Once again, Locust Point is fighting City Hall. But hey, down in that South Baltimore peninsula neighborhood, fighting City Hall is no big deal. Down there, they like a good battle. Often, they win.
This time, the problem is the redistricting plan now making its way through the Baltimore City Council. The revised district lines would yank Locust Point out of the 6th councilmanic district, which encompasses south and southwestern Baltimore, and push it into an alliance with the neighborhoods of East Baltimore, across the Inner Harbor.
"Forget it," Shirley Doda, veteran of 25 years of protests, said of the redistricting plan. "It won't work."
But Monday night, in an unruly and sometimes angry session, the council gave preliminary approval to the new district boundaries. Within minutes, Betty Brown and Mrs.
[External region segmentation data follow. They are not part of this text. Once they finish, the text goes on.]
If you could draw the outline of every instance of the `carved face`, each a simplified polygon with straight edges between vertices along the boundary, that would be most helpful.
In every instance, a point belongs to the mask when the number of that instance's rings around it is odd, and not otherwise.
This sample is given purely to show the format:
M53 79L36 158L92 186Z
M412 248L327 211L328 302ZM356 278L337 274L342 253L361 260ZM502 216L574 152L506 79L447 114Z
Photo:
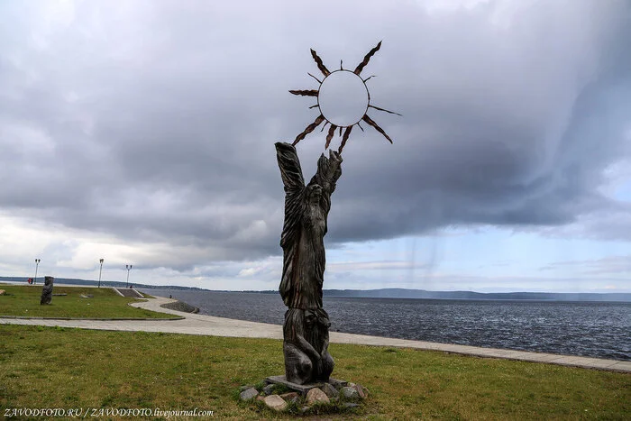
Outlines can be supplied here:
M309 191L309 202L312 204L317 204L322 197L322 187L318 184L314 184L310 187Z
M305 325L309 329L316 325L317 322L317 316L311 310L305 310Z

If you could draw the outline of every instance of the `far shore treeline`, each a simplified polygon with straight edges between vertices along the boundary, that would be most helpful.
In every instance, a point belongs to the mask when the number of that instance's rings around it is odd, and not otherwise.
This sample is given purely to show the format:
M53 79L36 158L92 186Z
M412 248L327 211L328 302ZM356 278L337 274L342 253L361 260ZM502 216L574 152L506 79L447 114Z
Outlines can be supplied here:
M2 281L24 282L26 277L0 277ZM43 281L42 281L43 282ZM69 285L97 285L96 280L56 278L55 283ZM41 284L43 285L43 283ZM182 289L212 291L213 289L182 287L178 285L145 285L130 284L136 288L152 289ZM124 288L124 281L101 281L101 286ZM215 292L244 292L253 294L278 294L277 290L264 291L226 291ZM399 288L380 289L325 289L325 297L341 297L351 298L425 298L425 299L469 299L469 300L534 300L534 301L611 301L631 302L631 293L566 293L566 292L473 292L473 291L426 291L425 289L407 289Z

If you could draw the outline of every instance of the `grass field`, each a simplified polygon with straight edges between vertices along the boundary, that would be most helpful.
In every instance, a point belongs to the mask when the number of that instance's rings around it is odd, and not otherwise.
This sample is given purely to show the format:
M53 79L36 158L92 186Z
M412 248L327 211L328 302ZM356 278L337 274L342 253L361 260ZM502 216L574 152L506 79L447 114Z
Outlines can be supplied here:
M165 313L144 310L128 306L136 298L121 297L109 288L54 287L50 305L41 306L41 285L2 285L6 291L0 296L0 316L27 317L82 317L82 318L173 318ZM91 295L82 298L81 295Z
M437 352L332 344L369 419L629 419L631 375ZM0 325L0 407L160 407L289 417L235 391L283 372L282 343ZM199 419L199 418L192 418Z

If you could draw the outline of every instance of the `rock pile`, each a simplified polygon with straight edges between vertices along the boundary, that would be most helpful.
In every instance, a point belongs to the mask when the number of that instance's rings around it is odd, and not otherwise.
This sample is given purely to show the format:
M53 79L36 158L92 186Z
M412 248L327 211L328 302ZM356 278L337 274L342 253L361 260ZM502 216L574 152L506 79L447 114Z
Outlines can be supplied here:
M360 407L368 397L368 389L360 384L346 381L332 381L318 387L308 388L302 392L288 391L281 384L261 382L257 386L242 386L239 398L242 401L261 401L274 411L306 414L326 408L344 410Z

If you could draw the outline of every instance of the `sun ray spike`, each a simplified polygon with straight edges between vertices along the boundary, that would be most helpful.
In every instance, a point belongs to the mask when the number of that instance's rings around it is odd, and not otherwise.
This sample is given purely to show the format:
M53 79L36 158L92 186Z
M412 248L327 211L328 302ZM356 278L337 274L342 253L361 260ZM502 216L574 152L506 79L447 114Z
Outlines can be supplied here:
M318 79L317 78L316 78L316 77L315 77L314 75L312 75L311 73L307 73L307 75L309 75L310 77L312 77L313 78L315 78L316 80L317 80L317 82L318 82L320 85L322 85L322 80Z
M340 149L337 150L337 153L342 153L342 150L344 149L344 145L346 144L346 141L348 141L348 137L351 135L352 130L352 125L346 127L346 130L344 130L344 135L342 138L342 144L340 144Z
M317 90L316 90L316 89L290 90L289 93L290 93L290 94L294 94L294 95L301 95L301 96L317 96Z
M329 71L328 69L326 69L326 66L325 66L322 63L322 59L318 57L317 52L314 49L311 49L311 57L314 58L314 60L316 60L316 64L317 64L317 68L320 69L323 75L325 76L329 76L331 72Z
M394 111L389 111L389 110L387 110L387 109L385 109L385 108L380 108L379 106L370 105L370 104L368 105L368 106L370 107L370 108L374 108L374 109L376 109L376 110L385 111L386 113L389 113L389 114L396 114L397 115L400 115L401 117L403 116L403 115L401 115L401 114L398 114L398 113L395 113Z
M309 134L311 132L313 132L314 130L316 130L316 127L317 127L318 125L320 125L320 124L322 124L322 122L324 122L324 121L325 121L325 116L322 115L322 114L318 115L317 118L316 118L316 120L315 120L311 124L309 124L309 125L306 126L306 128L305 129L305 131L304 131L303 133L301 133L300 134L298 134L297 136L296 136L296 140L294 141L294 142L292 143L292 145L293 145L293 146L296 146L296 144L297 144L298 142L300 142L300 141L302 141L303 139L305 139L305 137L306 137L307 134Z
M325 149L328 149L329 145L331 144L331 139L333 139L333 135L335 134L335 129L337 129L335 124L331 124L331 127L329 127L329 133L326 134L326 144L325 145Z
M370 60L370 58L375 55L377 51L379 51L379 49L381 48L381 41L379 41L379 44L377 44L377 47L373 48L370 51L368 51L368 54L366 54L363 58L363 61L361 61L357 68L355 69L355 71L353 72L355 75L359 75L361 73L361 70L363 70L363 68L366 67L368 62Z
M370 125L371 125L372 127L374 127L375 130L376 130L377 132L380 133L381 134L383 134L383 136L384 136L386 139L388 139L388 140L389 141L390 143L393 143L392 139L390 139L390 136L389 136L388 134L386 134L386 132L384 132L383 129L382 129L381 127L380 127L378 124L376 124L375 122L373 122L372 119L371 119L370 117L369 117L367 114L363 114L363 117L361 117L361 120L363 120L363 121L366 122L368 124L370 124Z

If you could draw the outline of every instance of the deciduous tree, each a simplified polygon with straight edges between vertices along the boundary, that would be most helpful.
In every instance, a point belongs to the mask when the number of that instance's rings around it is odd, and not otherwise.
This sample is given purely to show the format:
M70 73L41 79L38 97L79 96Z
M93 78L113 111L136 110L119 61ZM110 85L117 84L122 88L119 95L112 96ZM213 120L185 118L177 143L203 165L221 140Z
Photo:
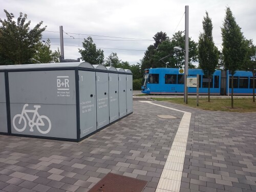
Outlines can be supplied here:
M81 54L81 58L92 65L102 65L104 59L103 51L100 49L97 49L95 44L93 42L91 36L84 39L82 42L84 50L78 49Z
M199 66L208 78L208 101L210 102L210 79L218 64L218 50L212 38L212 24L208 12L203 20L203 32L199 35L198 60Z
M12 64L27 63L35 53L36 45L46 26L40 28L40 22L30 29L31 22L26 23L26 14L20 12L16 22L12 13L6 10L4 12L7 19L0 18L0 55Z
M246 48L244 36L229 7L227 7L226 9L226 15L223 27L221 28L221 32L224 65L225 69L229 70L232 76L231 106L233 108L234 74L245 61Z
M60 53L58 48L57 51L51 50L51 41L47 39L45 44L39 41L36 47L36 52L31 59L33 63L47 63L59 62Z

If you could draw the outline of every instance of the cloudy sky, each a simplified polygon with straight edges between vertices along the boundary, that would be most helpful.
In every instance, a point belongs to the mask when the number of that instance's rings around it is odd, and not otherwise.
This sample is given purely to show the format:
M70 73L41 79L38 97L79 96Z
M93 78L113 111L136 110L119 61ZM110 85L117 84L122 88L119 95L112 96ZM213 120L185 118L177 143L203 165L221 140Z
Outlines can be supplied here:
M145 50L161 31L171 37L185 30L185 6L189 6L189 36L197 42L202 22L208 11L214 26L216 46L221 49L221 27L229 6L245 37L256 43L255 0L0 0L4 9L18 17L28 15L31 28L41 20L47 26L42 40L50 38L51 48L60 47L59 26L63 26L65 58L81 56L84 38L91 36L104 57L117 53L122 61L140 62Z

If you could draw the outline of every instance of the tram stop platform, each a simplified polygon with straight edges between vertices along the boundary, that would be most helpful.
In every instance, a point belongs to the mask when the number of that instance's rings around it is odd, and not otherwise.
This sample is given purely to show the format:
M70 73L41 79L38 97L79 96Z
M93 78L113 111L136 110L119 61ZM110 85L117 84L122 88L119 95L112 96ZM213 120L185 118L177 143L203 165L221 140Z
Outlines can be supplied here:
M110 173L145 181L143 192L256 191L255 113L133 106L78 143L0 135L0 192L91 192Z

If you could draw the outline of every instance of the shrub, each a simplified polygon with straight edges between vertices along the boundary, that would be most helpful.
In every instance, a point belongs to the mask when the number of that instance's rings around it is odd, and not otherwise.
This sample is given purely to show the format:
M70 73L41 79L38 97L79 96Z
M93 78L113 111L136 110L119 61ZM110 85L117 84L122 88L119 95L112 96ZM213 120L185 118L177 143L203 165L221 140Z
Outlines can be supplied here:
M133 89L134 90L141 90L142 78L133 80Z

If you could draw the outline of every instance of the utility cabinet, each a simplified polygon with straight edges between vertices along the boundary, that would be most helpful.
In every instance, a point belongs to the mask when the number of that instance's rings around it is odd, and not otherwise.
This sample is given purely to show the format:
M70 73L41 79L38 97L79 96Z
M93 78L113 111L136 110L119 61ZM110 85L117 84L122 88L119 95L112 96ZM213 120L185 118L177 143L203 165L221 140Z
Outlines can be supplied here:
M110 123L119 118L118 103L118 74L116 68L106 67L109 74L109 101L110 106Z

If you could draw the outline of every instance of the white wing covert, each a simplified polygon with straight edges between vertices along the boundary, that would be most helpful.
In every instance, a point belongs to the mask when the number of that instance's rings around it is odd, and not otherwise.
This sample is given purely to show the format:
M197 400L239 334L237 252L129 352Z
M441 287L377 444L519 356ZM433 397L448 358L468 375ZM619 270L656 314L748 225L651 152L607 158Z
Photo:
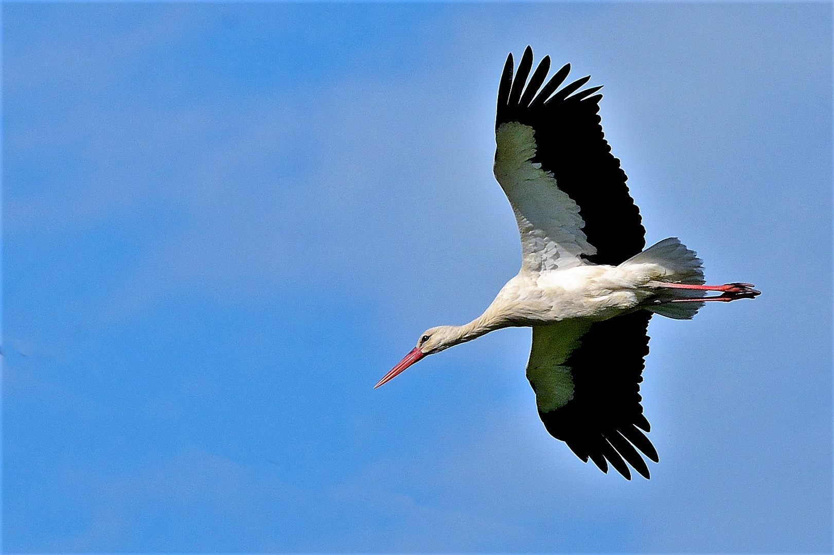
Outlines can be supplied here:
M580 255L595 254L582 232L579 205L557 187L552 173L532 162L536 152L533 128L502 123L495 142L495 178L518 222L521 267L534 272L565 269L581 264Z
M646 230L600 126L601 88L579 91L585 77L557 90L569 64L542 87L546 56L528 82L532 64L527 47L514 77L507 57L495 114L495 178L518 222L521 268L620 264L643 249Z

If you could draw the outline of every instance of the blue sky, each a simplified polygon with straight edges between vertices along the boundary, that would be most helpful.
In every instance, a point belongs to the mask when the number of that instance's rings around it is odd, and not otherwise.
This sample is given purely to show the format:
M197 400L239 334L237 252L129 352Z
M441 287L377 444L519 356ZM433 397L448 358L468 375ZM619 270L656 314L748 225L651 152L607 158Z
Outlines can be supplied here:
M831 7L3 5L3 549L829 552ZM508 52L605 84L650 243L652 478L547 435L529 329L372 390L517 271Z

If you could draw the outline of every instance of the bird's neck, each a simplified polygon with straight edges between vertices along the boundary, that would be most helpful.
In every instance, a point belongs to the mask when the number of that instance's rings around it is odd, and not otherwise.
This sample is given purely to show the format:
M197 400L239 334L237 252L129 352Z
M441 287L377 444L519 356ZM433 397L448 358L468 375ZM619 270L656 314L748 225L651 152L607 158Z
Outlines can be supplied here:
M484 312L472 322L463 326L455 326L455 344L472 341L480 336L501 328L490 311Z

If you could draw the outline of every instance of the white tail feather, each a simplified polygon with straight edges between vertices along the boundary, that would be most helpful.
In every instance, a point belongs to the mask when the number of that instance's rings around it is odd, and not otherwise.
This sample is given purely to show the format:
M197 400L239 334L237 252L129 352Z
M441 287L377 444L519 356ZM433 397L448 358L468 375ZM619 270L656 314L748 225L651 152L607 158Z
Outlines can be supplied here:
M671 237L656 242L647 249L636 254L620 266L627 264L657 264L667 269L671 273L664 278L664 281L671 283L689 283L701 285L704 282L704 271L701 261L694 251L686 248L677 238ZM653 304L658 298L691 298L703 297L706 291L697 289L663 289L662 292L651 298L646 308L661 316L676 320L689 320L697 313L698 309L704 306L703 302L664 302Z

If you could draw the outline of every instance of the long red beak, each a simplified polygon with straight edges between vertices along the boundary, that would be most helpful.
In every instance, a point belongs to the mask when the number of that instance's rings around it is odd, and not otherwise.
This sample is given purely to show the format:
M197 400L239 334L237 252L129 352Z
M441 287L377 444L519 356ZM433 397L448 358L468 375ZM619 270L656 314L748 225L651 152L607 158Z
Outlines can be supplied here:
M402 372L405 368L409 368L409 366L411 366L412 364L414 364L414 362L416 362L417 361L419 361L420 358L422 358L425 356L425 353L423 352L422 351L420 351L419 347L414 348L413 349L411 349L410 352L409 352L409 353L407 355L405 355L403 358L403 359L401 361L399 361L399 364L397 364L395 367L394 367L393 368L391 368L391 371L389 372L388 372L387 374L385 374L384 376L383 376L382 379L376 382L376 385L374 386L374 389L376 389L377 388L379 388L379 386L381 386L383 383L384 383L388 380L391 379L392 378L394 378L394 376L396 376L397 374L399 374L400 372Z

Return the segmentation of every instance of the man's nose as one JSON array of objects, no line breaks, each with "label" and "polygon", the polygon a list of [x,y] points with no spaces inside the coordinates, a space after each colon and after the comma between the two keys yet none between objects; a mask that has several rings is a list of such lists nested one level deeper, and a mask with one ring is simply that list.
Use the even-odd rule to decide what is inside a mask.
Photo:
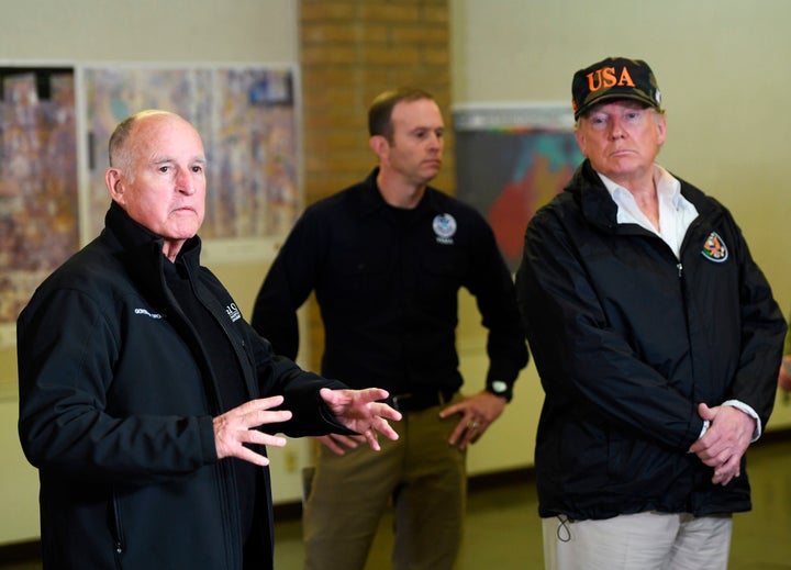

Doda and Jeanne Bell and Dorothy Miles and others were calling neighbors, who called their neighbors, who pledged to attend yesterday's 4 p.m. hearing.
"Like a Paul Revere crusade," said City Councilman Joseph J. DiBlasi, D-6th.
And as yesterday's hearing started, a busload of Locust Point residents pulled up at City Hall.
"We're a tight-knit community," Ms. Bell, corresponding secretary of the Locust Point Civic Association, said. "We stick together."
"If we don't win," Mrs. Doda said in a City Hall corridor, "we'll go down with a good battle."
The Locust Point neighbors have won before. Living on a small peninsula that ends at Fort McHenry, shrine to the Star-Spangled Banner,the 3,000 or so residents of Locust Point like to count the generations of family members who were born and raised and who married and grew old in the waterfront row-house community.
There's one main drag into the neighborhood, one school. "It's a very unique neighborhood," Mrs. Doda said. "We thrive on each other."
And they fight together.
Outside yesterday's council hearing, they reminisced about past successes.
"I dressed up like a gorilla, if you remember," Betty Brown said. "Remember, I carried a bunch of bananas to City Hall?"
That was back in 1976, when then-Mayor William Donald Schaefer, in the midst of a political feud, was threatening to cut services to the neighborhood.
"We went down to the banana pier" that used to be in Locust Point, Mrs. Doda said, and bought cases of bananas.
"We sat all day in my house writing on those bananas: 'We don't deserve this monkey business,' and 'Stop monkeying with Locust Point.' "
Then they carried the bananas to the mayor's office, accompanied by clowns and dozens of residents. "We tied up the whole street," Mrs. Doda said.
Once there, Ms. Brown, in her gorilla suit, made her ceremonial presentation. Mr. Schaefer relented.
In July 1984, when Mr. Schaefer was wrestling with a tight budget, he announced he'd have to close the Locust Point firehouse and remove both pieces of firefighting apparatus.
The uproar was immediate -- and it didn't ebb. The neighbors draped the Fort Avenue firehouse with black crepe. They held candlelight vigils outside. They marched in front of Fire Department headquarters. They sent a delegation to the mayor's office.
Once again, Mr. Schaefer retreated, putting back one piece of firefighting equipment.
Now, the problem is a redistricting plan that Locust Point says the council was trying to sneak past the neighborhood.
"We will fight, fight, fight," Ms. Brown said. And if fighting at City Hall should fail, "we'll get a lawyer," Mrs. Doda said. "We're looking into that now."
"Those who pray together stay together," Ms. Brown said. "And Locust Point is full of prayers."